Havia que recuperar do atraso do dia anterior e feitas as contas deveria fazer, por dia, em média, cerca de 125 quilómetros para completar os 1000 quilómetros a que me havia proposto fazer na ligação de Lisboa a Casablanca. Por isso arranquei de manhã cedo, ainda não eram oito horas da manhã, para uma longa jornada. Só pararia mesmo quando o sol se pusesse e no centro de Alcácer do Sal lá me indicaram que o melhor mesmo era seguir para Beja mas na direcção do Torrão e não de Grândola, como a menina da recepção me tinha explicado. E segui viagem admirando o silêncio que se fazia sentir naquela rua de suaves colinas que ia fazendo sem custo de maior. Cheguei a Beja a tempo do almoço e acabei por comprar a máquina fotográfica, depois de perceber que uma nova lente para a minha Canon estava fora de questão, pelo seu elevado preço e rapidamente voltei à estrada em direcção a Serpa. Parei numa estação de serviço às portas da terra que viu nascer Nicolau Breyner, com um calor insuportável. Pedi uma garrafa de litro e meio de água fresca enquanto entrava uma senhora manifestamente incomodada pelo calor.
– Jesus credo! Tanto calor! Devem estar uns 40 graus! – exclamou a senhora, ao que um homem, de meia idade, de etnia cigana, com uma garrafa de cerveja na mão, respondeu:
– E ainda a senhora não viu nada. Quando se diz que Serpa é o local mais quente de Portugal as pessoas não se acreditam.
Na verdade já tinha ouvido falar disso e podia comprovar na pele que não era um mito. O vento soprava quente mas mesmo assim não havia mais nada a fazer senão pedalar, pedalar… Passaram por mim alguns carros dos bombeiros de combate ao incêndio, apressados, com a sirenes a apitar e a indicação mais à frente não deixava dúvidas. Elevado risco de incêndio.
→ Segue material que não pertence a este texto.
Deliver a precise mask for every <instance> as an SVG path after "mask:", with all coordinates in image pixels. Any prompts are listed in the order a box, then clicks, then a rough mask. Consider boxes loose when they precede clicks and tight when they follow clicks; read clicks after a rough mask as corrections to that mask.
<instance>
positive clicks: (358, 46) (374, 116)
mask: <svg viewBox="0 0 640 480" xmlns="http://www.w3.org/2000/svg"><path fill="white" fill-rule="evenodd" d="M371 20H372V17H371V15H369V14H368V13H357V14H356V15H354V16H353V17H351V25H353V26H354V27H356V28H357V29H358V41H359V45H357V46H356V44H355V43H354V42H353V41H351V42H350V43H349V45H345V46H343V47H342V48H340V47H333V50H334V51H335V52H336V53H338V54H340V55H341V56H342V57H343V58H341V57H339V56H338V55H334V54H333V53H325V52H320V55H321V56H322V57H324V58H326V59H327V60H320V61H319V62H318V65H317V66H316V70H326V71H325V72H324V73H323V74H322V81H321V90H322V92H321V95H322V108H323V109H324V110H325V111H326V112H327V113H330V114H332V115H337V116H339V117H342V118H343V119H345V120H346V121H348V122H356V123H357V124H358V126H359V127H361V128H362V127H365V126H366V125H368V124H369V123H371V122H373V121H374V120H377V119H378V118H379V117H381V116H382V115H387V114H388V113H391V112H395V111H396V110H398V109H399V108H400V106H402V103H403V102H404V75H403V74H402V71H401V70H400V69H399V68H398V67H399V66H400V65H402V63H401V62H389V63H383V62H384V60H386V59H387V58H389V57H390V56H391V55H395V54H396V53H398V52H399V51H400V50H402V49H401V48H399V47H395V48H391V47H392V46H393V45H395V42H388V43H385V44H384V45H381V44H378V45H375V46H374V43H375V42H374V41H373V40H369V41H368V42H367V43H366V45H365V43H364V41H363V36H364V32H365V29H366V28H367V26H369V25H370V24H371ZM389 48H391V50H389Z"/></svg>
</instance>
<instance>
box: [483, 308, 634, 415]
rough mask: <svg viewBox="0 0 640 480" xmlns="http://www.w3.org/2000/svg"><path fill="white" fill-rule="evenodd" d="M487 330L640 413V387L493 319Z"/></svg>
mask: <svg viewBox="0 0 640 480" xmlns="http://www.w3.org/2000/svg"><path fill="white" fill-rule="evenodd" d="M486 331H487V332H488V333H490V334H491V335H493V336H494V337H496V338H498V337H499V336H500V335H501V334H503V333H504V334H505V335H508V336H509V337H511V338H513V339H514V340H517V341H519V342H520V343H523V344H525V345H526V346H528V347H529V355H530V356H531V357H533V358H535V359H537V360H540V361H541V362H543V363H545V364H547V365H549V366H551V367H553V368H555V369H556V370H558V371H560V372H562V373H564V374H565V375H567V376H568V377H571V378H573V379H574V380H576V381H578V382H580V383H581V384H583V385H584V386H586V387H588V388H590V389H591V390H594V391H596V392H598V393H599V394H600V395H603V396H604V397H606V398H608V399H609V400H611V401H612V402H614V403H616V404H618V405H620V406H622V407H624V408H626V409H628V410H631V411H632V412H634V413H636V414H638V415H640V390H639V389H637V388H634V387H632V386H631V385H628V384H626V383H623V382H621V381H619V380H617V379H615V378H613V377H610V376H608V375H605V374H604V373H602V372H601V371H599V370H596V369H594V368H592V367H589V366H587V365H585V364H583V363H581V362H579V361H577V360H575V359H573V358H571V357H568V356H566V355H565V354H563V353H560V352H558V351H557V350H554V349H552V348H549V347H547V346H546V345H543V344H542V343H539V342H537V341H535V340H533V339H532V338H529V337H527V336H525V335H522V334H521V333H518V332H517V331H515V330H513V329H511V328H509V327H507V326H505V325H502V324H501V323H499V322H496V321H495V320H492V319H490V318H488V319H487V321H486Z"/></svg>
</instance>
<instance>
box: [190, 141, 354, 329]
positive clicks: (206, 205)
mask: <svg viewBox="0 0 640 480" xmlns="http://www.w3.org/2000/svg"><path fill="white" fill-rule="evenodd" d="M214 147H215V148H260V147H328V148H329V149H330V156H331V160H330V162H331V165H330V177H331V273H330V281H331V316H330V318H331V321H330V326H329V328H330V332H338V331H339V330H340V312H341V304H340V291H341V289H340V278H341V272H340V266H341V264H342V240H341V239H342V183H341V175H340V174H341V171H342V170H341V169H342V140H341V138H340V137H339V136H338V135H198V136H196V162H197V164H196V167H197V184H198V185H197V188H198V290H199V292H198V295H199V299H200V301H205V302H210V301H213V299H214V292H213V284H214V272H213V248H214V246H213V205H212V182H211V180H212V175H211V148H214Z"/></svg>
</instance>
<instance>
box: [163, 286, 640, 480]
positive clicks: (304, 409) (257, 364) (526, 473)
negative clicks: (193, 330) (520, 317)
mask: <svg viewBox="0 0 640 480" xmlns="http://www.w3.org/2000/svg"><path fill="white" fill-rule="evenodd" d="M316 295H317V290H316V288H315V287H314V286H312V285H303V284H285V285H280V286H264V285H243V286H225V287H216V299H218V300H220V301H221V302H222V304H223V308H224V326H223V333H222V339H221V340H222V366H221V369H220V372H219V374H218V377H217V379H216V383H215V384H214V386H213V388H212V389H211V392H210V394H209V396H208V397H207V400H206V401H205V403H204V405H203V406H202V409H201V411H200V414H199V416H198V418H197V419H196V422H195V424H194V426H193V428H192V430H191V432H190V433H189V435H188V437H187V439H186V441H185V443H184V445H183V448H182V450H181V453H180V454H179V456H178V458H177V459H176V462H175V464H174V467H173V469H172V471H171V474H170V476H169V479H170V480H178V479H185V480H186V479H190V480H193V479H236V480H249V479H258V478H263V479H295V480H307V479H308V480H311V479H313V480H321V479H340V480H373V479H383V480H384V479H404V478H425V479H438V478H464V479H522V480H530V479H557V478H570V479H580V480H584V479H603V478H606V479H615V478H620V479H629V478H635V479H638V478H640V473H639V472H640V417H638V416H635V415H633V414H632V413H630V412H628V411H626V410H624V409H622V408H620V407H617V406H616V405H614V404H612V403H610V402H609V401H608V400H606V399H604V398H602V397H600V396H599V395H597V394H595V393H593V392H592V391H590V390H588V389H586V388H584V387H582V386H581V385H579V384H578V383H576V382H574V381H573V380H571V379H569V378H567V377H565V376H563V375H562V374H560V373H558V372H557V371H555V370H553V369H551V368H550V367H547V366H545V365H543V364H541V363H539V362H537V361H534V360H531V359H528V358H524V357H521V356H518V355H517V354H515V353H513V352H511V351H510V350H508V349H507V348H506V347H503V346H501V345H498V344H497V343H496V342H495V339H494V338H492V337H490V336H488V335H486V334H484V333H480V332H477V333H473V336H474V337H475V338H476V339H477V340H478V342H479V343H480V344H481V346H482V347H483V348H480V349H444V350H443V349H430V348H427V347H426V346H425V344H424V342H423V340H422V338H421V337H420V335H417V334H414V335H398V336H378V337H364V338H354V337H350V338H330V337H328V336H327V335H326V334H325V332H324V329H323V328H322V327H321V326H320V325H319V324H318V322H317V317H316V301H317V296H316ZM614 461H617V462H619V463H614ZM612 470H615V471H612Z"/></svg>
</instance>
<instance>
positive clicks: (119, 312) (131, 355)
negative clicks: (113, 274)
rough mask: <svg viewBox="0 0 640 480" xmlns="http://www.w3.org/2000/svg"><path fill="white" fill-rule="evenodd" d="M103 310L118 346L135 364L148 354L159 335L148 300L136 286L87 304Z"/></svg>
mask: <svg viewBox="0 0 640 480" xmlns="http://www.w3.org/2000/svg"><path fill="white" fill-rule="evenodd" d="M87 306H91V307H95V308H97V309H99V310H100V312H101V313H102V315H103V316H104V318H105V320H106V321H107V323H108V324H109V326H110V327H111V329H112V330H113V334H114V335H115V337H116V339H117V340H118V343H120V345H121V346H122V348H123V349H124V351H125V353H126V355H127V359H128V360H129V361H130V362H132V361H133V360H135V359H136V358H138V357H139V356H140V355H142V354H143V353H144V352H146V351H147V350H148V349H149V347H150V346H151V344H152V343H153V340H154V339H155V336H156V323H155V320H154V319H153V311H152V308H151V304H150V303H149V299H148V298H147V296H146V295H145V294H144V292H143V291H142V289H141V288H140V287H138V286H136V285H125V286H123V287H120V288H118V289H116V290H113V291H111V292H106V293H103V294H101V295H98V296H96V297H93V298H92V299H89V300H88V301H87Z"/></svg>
Entrei na fronteira espanhola de forma insonsa. É que nem uma placa Espanha a anunciar a entrada no país vizinho nem nada. O melhor que encontrei foi a indicação que Comunidad de Andaluzia Provincia de Heulva. Foi junto ao marco do quilómetro 155 da Nacional 433, que encostei a bicicleta e tirei uma foto para a posteridade.
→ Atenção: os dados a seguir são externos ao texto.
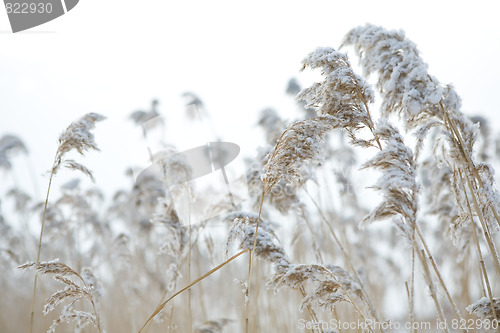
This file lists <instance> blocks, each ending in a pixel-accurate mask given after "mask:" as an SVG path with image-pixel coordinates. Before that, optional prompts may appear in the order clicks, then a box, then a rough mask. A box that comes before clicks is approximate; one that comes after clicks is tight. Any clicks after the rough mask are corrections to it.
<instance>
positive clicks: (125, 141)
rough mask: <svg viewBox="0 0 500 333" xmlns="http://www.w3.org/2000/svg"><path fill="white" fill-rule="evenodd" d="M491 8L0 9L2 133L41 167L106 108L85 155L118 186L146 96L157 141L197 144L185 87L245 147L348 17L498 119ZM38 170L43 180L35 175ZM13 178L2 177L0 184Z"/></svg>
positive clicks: (0, 116) (398, 2) (334, 6)
mask: <svg viewBox="0 0 500 333" xmlns="http://www.w3.org/2000/svg"><path fill="white" fill-rule="evenodd" d="M496 7H497V6H496V2H495V1H474V2H471V1H418V2H417V1H412V2H409V1H342V2H339V1H301V2H297V1H294V2H292V1H279V2H278V1H276V2H271V1H252V2H236V1H165V0H149V1H145V0H142V1H128V0H120V1H118V0H106V1H93V0H81V1H80V3H79V4H78V5H77V6H76V7H75V8H74V9H73V10H72V11H70V12H69V13H68V14H66V15H64V16H62V17H60V18H58V19H56V20H54V21H52V22H49V23H47V24H44V25H42V26H39V27H36V28H33V29H31V30H29V31H27V32H24V33H18V34H12V33H11V32H10V27H9V24H8V19H7V15H6V13H5V11H2V10H0V31H1V34H0V75H1V78H2V79H1V80H0V135H3V134H5V133H13V134H17V135H19V136H20V137H21V138H22V139H23V140H24V141H25V143H26V145H27V146H28V148H29V150H30V152H31V157H30V161H31V162H30V163H32V164H33V169H34V172H35V173H36V175H41V174H42V173H43V172H44V171H46V170H48V169H49V168H50V166H51V164H52V159H53V155H54V152H55V150H56V148H57V137H58V135H59V133H60V132H61V131H62V130H63V129H64V128H65V127H66V126H67V125H68V124H69V123H70V122H71V121H73V120H75V119H76V118H78V117H79V116H81V115H83V114H85V113H87V112H97V113H101V114H104V115H106V116H107V117H108V120H106V121H105V122H103V123H99V124H98V128H97V130H96V131H95V133H96V137H97V141H98V144H99V146H100V148H101V150H102V152H101V153H91V154H89V156H87V157H86V158H85V160H84V161H85V162H84V164H85V165H87V166H88V167H89V168H90V169H93V170H95V176H96V179H97V182H98V184H99V186H100V187H101V188H107V189H112V188H119V187H126V186H127V184H125V186H124V182H125V177H124V175H123V174H124V170H125V168H126V167H127V166H130V165H133V164H143V163H144V162H145V161H147V153H146V148H145V144H144V142H143V141H142V139H141V132H140V130H139V129H138V128H136V127H134V125H133V124H132V123H131V122H130V121H129V120H127V117H128V115H129V114H130V113H131V112H132V111H134V110H137V109H144V108H148V107H149V105H150V102H151V100H152V99H153V98H157V99H159V100H160V103H161V104H160V111H161V112H162V114H163V115H164V116H165V117H166V119H167V124H168V128H167V133H166V139H167V140H169V141H175V142H174V143H175V144H176V145H178V146H179V147H180V148H189V147H190V146H194V145H197V144H198V145H199V144H203V143H204V141H205V140H206V134H203V135H200V133H202V132H200V131H194V130H193V128H192V127H190V125H189V123H188V122H187V121H186V120H185V119H184V116H183V113H184V100H183V99H182V98H181V94H182V93H183V92H184V91H193V92H195V93H196V94H198V95H199V96H200V97H201V98H202V99H203V101H204V102H205V104H206V106H207V108H208V110H209V111H210V113H211V114H212V117H213V124H214V126H215V130H214V131H213V132H212V133H214V132H215V133H216V135H217V136H218V137H219V138H221V139H224V140H227V141H232V142H235V143H237V144H239V145H240V146H241V147H242V154H243V155H245V156H252V155H253V154H254V151H255V150H254V147H255V145H256V143H260V142H261V136H262V133H261V132H260V131H259V130H258V129H257V128H256V126H255V123H256V122H257V117H258V114H259V112H260V111H261V110H262V109H263V108H265V107H267V106H273V107H275V108H277V109H278V110H279V112H280V113H281V114H282V115H283V116H284V117H285V118H287V119H290V120H293V119H295V118H297V117H298V116H300V114H299V113H297V110H296V107H295V104H294V101H293V99H291V98H290V97H289V96H287V95H286V94H285V89H286V85H287V81H288V80H289V79H290V78H291V77H297V78H298V79H299V81H300V82H301V83H302V84H303V85H306V84H310V82H311V75H310V74H304V73H302V74H301V73H300V72H299V70H300V67H301V64H300V62H301V60H302V59H303V58H304V57H305V56H306V55H307V53H309V52H311V51H313V50H314V49H315V48H316V47H318V46H332V47H335V48H337V47H338V46H339V45H340V42H341V40H342V37H343V35H344V34H345V33H346V32H347V31H348V30H349V29H351V28H353V27H356V26H358V25H361V24H365V23H366V22H370V23H373V24H377V25H382V26H384V27H386V28H389V29H403V30H405V31H406V33H407V36H408V37H409V38H411V39H412V40H413V41H414V42H415V43H416V44H417V45H418V47H419V49H420V51H421V54H422V56H423V58H424V60H425V61H426V62H427V63H429V66H430V73H431V74H433V75H434V76H436V77H437V78H438V79H439V80H440V81H441V82H443V83H453V84H454V85H455V86H456V89H457V91H458V93H459V94H460V95H461V97H462V99H463V106H464V107H463V110H464V111H465V112H466V113H470V114H482V115H485V116H487V117H489V119H490V122H491V124H492V125H493V127H496V128H499V126H500V120H499V119H498V117H497V113H498V112H499V111H500V110H499V107H498V94H499V92H500V79H499V77H500V75H499V74H500V67H499V65H498V61H499V59H500V23H499V21H498V10H497V8H496ZM347 51H348V53H349V54H350V55H351V61H352V62H353V63H356V62H357V59H356V57H355V56H354V53H353V51H352V50H347ZM254 140H255V142H254ZM23 168H24V162H22V161H17V160H16V169H15V173H17V178H18V181H20V182H25V181H26V182H27V180H26V176H25V173H24V169H23ZM68 177H70V176H68ZM38 178H39V182H40V191H39V192H43V191H44V189H45V187H46V178H42V177H38ZM62 178H63V179H59V180H58V182H59V185H60V184H61V183H62V182H63V180H64V177H62ZM11 185H12V184H11V183H10V178H9V179H7V180H5V178H2V183H1V185H0V190H2V191H4V192H5V191H6V190H7V189H8V188H9V187H10V186H11ZM27 187H28V190H29V189H30V188H33V187H32V186H31V187H30V183H29V182H28V183H27ZM39 196H40V195H39Z"/></svg>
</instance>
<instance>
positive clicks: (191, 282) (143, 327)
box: [139, 249, 250, 333]
mask: <svg viewBox="0 0 500 333" xmlns="http://www.w3.org/2000/svg"><path fill="white" fill-rule="evenodd" d="M248 251H250V249H246V250H243V251H241V252H239V253H237V254H235V255H234V256H232V257H231V258H229V259H228V260H226V261H224V262H223V263H222V264H220V265H218V266H216V267H214V268H212V269H211V270H209V271H208V272H206V273H205V274H203V275H202V276H200V277H199V278H197V279H196V280H194V281H193V282H191V283H189V284H188V285H187V286H185V287H184V288H182V289H181V290H179V291H177V292H176V293H175V294H173V295H172V296H170V298H168V299H167V300H166V301H165V302H163V303H162V304H160V306H158V307H157V308H156V309H155V311H154V312H153V314H152V315H151V316H150V317H149V318H148V320H146V322H145V323H144V325H142V327H141V329H140V330H139V333H141V332H142V331H143V330H144V328H146V326H147V325H148V324H149V323H150V322H151V320H153V318H154V317H155V316H156V315H157V314H158V313H160V311H161V310H163V308H165V306H166V305H167V303H168V302H170V301H171V300H172V299H174V298H175V297H176V296H177V295H179V294H181V293H183V292H184V291H186V290H188V289H189V288H191V287H192V286H194V285H195V284H197V283H198V282H200V281H201V280H204V279H205V278H207V277H208V276H210V275H212V274H213V273H215V272H216V271H218V270H219V269H221V268H222V267H224V266H226V265H227V264H229V263H230V262H231V261H233V260H234V259H236V258H238V257H239V256H241V255H242V254H244V253H245V252H248Z"/></svg>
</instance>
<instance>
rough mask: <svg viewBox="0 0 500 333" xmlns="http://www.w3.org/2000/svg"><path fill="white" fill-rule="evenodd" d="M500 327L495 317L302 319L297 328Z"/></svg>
mask: <svg viewBox="0 0 500 333" xmlns="http://www.w3.org/2000/svg"><path fill="white" fill-rule="evenodd" d="M499 327H500V324H499V322H498V320H496V319H493V320H489V319H469V320H466V319H462V320H458V319H453V320H451V321H447V320H445V321H441V320H439V319H437V320H435V321H414V322H410V321H407V322H399V321H386V322H378V321H375V320H359V319H358V320H357V321H341V320H337V319H331V320H330V321H320V322H315V321H310V320H305V319H300V320H299V321H298V322H297V328H298V329H300V330H312V329H316V330H317V329H322V330H362V331H363V332H365V331H366V332H368V331H373V330H383V331H395V332H397V331H408V330H422V331H441V330H446V331H448V330H450V329H451V330H478V331H484V330H490V329H497V328H499Z"/></svg>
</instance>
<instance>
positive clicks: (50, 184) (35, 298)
mask: <svg viewBox="0 0 500 333" xmlns="http://www.w3.org/2000/svg"><path fill="white" fill-rule="evenodd" d="M56 159H57V153H56V157H55V158H54V164H53V167H52V170H51V172H50V178H49V185H48V186H47V194H46V195H45V204H44V207H43V216H42V226H41V228H40V238H39V240H38V251H37V254H36V264H37V266H38V265H40V254H41V252H42V237H43V229H44V227H45V216H46V215H47V205H48V203H49V194H50V187H51V185H52V178H53V177H54V166H55V165H56ZM37 283H38V271H36V272H35V280H34V282H33V297H32V301H31V315H30V333H33V327H34V322H35V301H36V287H37Z"/></svg>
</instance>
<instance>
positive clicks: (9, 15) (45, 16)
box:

Não perdi muito tempo a voltar a cavalgar na minha ginga e confesso que já estava a sentir-me cansado. A localidade de Aroche ficava a 25 quilómetros e decidi que seria aí que ia pernoitar, mas eis que o pneu de trás começa a esvaziar. Estava com um furo. O primeiro da viagem. Usei do spray reparador que me daria, quando muito, para aguentar 10 quilómetros, mas como se fazia tarde, decidi arriscar, e para não ter de parar e reparar o furo, segui estrada fora. Parei várias vezes para encher o pneu e o simples facto de parar de pedalar era um verdadeiro tormento. Aqueles últimos quilómetros da etapa estavam a ser muito difíceis para mim e já só queria descansar. Comecei a ter tonturas e com muito sacrifício chego a Aroche, onde não demorei muito a encontrar estadia. Um quarto com casa de banho virado para o casario daquela pequena vila, encastrada numa colina de forte inclinação.
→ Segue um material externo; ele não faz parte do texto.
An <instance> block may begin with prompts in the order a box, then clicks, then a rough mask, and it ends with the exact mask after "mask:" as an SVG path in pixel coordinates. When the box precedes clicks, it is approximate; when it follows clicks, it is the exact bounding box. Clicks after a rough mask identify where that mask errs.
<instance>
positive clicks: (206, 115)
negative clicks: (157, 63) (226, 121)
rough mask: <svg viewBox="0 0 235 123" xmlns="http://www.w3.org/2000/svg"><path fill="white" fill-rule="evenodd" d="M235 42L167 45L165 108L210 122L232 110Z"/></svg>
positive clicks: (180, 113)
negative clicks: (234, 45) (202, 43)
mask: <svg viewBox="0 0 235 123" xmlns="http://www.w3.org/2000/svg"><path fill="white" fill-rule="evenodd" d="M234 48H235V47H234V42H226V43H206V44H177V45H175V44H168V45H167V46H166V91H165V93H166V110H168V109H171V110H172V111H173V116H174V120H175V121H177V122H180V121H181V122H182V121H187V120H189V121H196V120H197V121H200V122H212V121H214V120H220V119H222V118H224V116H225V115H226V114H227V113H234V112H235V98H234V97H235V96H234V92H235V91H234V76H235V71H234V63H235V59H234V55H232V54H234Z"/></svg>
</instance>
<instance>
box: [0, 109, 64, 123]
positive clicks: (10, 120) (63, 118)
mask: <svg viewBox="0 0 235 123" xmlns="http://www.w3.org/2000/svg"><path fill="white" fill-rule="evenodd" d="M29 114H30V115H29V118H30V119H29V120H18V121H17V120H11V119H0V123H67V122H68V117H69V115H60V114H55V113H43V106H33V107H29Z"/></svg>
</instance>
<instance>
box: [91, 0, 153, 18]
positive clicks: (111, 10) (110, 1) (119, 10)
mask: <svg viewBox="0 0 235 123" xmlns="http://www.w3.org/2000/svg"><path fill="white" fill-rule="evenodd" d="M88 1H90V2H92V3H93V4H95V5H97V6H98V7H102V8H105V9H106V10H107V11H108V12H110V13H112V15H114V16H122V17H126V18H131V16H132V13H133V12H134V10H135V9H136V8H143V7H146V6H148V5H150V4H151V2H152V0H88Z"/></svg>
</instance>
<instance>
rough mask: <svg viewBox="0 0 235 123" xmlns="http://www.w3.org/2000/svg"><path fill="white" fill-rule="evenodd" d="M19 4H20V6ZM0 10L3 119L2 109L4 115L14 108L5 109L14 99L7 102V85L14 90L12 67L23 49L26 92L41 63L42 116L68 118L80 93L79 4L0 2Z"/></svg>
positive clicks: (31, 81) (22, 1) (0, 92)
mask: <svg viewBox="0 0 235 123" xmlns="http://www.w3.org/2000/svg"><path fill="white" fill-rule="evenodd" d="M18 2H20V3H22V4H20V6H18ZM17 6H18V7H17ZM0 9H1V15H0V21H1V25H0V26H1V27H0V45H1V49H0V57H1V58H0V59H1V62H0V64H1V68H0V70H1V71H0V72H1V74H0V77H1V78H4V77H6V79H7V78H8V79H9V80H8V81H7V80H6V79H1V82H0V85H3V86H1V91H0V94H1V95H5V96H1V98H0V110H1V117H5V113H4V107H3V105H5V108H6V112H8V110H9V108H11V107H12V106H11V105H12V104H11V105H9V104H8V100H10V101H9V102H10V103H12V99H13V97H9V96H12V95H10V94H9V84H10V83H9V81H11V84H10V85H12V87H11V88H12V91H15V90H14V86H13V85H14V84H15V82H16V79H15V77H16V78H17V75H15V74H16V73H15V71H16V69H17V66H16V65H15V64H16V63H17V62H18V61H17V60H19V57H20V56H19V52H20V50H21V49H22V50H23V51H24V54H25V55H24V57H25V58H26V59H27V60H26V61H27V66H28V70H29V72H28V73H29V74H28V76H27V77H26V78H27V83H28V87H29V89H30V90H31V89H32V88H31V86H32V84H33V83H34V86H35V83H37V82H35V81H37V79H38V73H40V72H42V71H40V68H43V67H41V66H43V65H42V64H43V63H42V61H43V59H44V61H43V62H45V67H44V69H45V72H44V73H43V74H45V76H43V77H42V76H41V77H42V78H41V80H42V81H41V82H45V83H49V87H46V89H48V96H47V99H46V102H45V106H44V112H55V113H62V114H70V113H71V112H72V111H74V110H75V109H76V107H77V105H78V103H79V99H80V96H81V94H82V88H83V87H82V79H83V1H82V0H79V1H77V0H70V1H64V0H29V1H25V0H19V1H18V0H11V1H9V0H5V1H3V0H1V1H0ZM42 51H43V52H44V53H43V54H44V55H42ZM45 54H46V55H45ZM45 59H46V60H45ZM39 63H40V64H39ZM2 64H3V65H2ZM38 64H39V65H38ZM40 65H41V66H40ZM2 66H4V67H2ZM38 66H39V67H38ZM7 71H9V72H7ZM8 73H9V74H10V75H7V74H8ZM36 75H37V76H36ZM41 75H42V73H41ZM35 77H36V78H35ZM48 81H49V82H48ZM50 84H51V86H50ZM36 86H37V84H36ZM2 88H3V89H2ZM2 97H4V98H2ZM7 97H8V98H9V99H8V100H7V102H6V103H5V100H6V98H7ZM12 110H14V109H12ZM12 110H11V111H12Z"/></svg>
Tomei um duche e já quase não sentia as pernas. Tinha percorrido 190 quilómetros num só dia, debaixo de um forte calor e sinceramente creio que exagerei, pois o meu corpo começava agora a dar sinais de alerta estranhos. A começar pela descoordenação motora. Quem me visse nesse momento diria que estava com uma grande bebedeira, mas na verdade sentia-me com tonturas e o meu cérebro começava a projectar imagens confusas. Estava numa fase de delírio e sabia-o. Comi rapidamente e subi ao quarto. A muito custo meti a chave na porta e mal entrei fui a correr para a sanita da casa de banho, onde vomitei o jantar que havia comido minutos antes. Não estava nada bem e para ajudar à festa o ar condicionado do quarto estava avariado, pelo que não me restou outra alternativa senão comer uma banana que ainda me restava das minhas poucas provisões e dormir de janela aberta. Estava exausto.